Rents are rising in many of the nation’s best-known trophy retail districts. Of the 13 markets tracked in the U.S. and elsewhere in the Americas in a report by brokerage CB Richard Ellis (CBRE), seven posted rent increases in the past 12 months. But as rents climb in these exclusive districts, and more national retailers move in, some tenants are balking at paying the higher prices.
New York’s Fifth Avenue leads the way with the world’s highest retail asking rents at $1,650 per square foot for ground-floor space, representing a 6.2 percent jump over 2009. Meanwhile, asking rents along Boston’s chic Newbury Street in the Back Bay area rose 9.1 percent in the 12-month period ending in the second quarter 2010. On M Street in Georgetown in the District of Columbia, asking rents climbed 8.8 percent over the same period.
Those lofty figures compare with a national average asking rent of $19.07 per square foot for community and neighborhood centers combined in the second quarter, according to New York-based research firm Reis. The national rate represents a 1.0 percent drop from the same period a year earlier.
“Recovery isn’t complete, but the findings show an increase in demand and activity in the top retail locations in the Americas,” says Anthony Buono, executive managing director of CBRE’s Retail Services. “It depends on the market and the city.”
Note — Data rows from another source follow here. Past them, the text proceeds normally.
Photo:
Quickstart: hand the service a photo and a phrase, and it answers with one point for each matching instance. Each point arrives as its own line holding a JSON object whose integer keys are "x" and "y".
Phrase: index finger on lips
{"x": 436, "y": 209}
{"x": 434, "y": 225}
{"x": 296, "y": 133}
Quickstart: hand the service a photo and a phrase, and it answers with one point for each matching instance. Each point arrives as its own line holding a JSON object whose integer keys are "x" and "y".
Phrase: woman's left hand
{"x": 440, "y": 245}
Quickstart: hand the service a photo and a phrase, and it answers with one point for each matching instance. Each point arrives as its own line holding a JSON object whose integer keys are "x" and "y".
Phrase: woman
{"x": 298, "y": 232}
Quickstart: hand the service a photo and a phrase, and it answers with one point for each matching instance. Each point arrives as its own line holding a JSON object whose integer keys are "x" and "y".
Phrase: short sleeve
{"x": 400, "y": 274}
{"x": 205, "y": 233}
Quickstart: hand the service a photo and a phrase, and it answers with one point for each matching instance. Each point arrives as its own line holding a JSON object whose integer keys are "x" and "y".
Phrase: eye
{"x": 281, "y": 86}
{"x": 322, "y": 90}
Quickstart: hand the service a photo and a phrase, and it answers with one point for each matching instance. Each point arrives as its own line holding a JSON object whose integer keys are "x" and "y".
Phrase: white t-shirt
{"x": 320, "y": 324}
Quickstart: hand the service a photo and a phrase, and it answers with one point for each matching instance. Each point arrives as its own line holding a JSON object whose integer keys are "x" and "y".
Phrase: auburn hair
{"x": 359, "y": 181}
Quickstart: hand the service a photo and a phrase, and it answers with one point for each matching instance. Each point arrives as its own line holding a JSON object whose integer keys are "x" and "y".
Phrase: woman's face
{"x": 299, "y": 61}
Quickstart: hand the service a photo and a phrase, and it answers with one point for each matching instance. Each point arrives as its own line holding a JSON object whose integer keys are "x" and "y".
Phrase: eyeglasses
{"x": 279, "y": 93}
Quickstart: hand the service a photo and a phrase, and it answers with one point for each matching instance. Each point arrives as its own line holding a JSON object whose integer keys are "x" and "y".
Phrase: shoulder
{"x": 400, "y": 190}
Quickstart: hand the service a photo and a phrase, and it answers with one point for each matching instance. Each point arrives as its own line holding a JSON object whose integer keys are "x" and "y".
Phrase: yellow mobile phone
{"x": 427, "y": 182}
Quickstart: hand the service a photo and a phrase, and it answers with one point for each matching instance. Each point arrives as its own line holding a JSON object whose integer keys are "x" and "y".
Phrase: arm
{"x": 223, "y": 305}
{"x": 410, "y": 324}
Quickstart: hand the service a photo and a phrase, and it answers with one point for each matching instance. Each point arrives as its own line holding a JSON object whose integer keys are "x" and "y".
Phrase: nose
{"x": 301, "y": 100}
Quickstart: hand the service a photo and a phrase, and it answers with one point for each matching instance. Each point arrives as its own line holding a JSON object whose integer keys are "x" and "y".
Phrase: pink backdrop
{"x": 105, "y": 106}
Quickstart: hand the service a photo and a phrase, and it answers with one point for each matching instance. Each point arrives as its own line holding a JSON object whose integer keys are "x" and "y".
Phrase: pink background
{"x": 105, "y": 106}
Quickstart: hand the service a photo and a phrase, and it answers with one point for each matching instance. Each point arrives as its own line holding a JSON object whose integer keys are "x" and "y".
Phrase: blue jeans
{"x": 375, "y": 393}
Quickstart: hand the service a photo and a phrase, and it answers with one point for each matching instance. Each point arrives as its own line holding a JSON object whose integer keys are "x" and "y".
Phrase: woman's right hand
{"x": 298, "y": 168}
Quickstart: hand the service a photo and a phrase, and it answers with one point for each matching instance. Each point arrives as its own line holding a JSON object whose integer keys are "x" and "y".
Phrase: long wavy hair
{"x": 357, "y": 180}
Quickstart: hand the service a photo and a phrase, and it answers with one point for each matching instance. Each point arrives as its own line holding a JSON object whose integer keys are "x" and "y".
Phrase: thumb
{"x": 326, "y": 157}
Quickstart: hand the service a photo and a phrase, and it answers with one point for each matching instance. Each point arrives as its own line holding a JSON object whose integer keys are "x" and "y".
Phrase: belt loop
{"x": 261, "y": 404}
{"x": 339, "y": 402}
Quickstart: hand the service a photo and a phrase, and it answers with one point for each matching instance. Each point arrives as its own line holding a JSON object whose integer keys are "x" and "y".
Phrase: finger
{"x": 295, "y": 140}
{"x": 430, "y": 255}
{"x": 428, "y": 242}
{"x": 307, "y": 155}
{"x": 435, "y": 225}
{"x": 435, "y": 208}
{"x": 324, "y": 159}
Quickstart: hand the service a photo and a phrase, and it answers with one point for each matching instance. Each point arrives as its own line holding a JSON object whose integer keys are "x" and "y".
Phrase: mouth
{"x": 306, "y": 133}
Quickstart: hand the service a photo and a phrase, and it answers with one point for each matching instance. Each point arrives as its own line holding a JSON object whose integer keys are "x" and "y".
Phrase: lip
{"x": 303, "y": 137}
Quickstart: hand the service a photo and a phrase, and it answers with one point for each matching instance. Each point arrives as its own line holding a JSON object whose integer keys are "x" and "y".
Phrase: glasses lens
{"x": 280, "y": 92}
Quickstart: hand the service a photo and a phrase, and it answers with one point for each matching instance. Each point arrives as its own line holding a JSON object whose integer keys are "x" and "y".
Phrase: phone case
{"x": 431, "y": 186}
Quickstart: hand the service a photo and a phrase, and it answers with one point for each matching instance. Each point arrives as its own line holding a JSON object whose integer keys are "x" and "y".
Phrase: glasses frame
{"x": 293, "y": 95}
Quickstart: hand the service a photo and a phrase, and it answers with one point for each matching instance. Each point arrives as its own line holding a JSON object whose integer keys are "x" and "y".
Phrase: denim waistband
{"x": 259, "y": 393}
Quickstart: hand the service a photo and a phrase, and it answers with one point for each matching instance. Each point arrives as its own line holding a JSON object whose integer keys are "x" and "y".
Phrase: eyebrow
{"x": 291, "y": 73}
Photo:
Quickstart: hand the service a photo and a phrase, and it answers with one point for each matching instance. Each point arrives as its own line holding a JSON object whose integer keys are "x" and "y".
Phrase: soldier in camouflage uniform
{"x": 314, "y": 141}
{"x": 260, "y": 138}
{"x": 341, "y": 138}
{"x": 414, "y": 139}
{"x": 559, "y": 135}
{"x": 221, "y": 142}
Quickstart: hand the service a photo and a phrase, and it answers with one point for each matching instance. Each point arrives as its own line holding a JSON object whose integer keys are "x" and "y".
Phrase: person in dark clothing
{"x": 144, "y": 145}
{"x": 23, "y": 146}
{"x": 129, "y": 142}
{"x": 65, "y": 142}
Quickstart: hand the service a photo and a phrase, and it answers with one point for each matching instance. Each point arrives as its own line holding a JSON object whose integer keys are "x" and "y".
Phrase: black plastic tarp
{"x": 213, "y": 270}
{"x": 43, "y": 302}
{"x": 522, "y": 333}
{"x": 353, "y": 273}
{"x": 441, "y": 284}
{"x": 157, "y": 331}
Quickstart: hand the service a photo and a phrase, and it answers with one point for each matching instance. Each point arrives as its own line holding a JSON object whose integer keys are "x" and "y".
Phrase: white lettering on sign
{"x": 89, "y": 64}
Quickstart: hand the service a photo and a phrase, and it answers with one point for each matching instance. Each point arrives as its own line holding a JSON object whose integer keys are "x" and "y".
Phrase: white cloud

Although the super-luxury markets are trending up in their rent demands, current and prospective tenants may not be willing to shell out higher monthly payments. “Many landlords and real estate companies have taken an overly optimistic view of the economic recovery and started to request higher rents,” says Tami DeFrank, vice president and director of real estate with Jones Lang LaSalle’s San Francisco office. “We don’t believe that the tenants are willing to pay increased rents at this time.”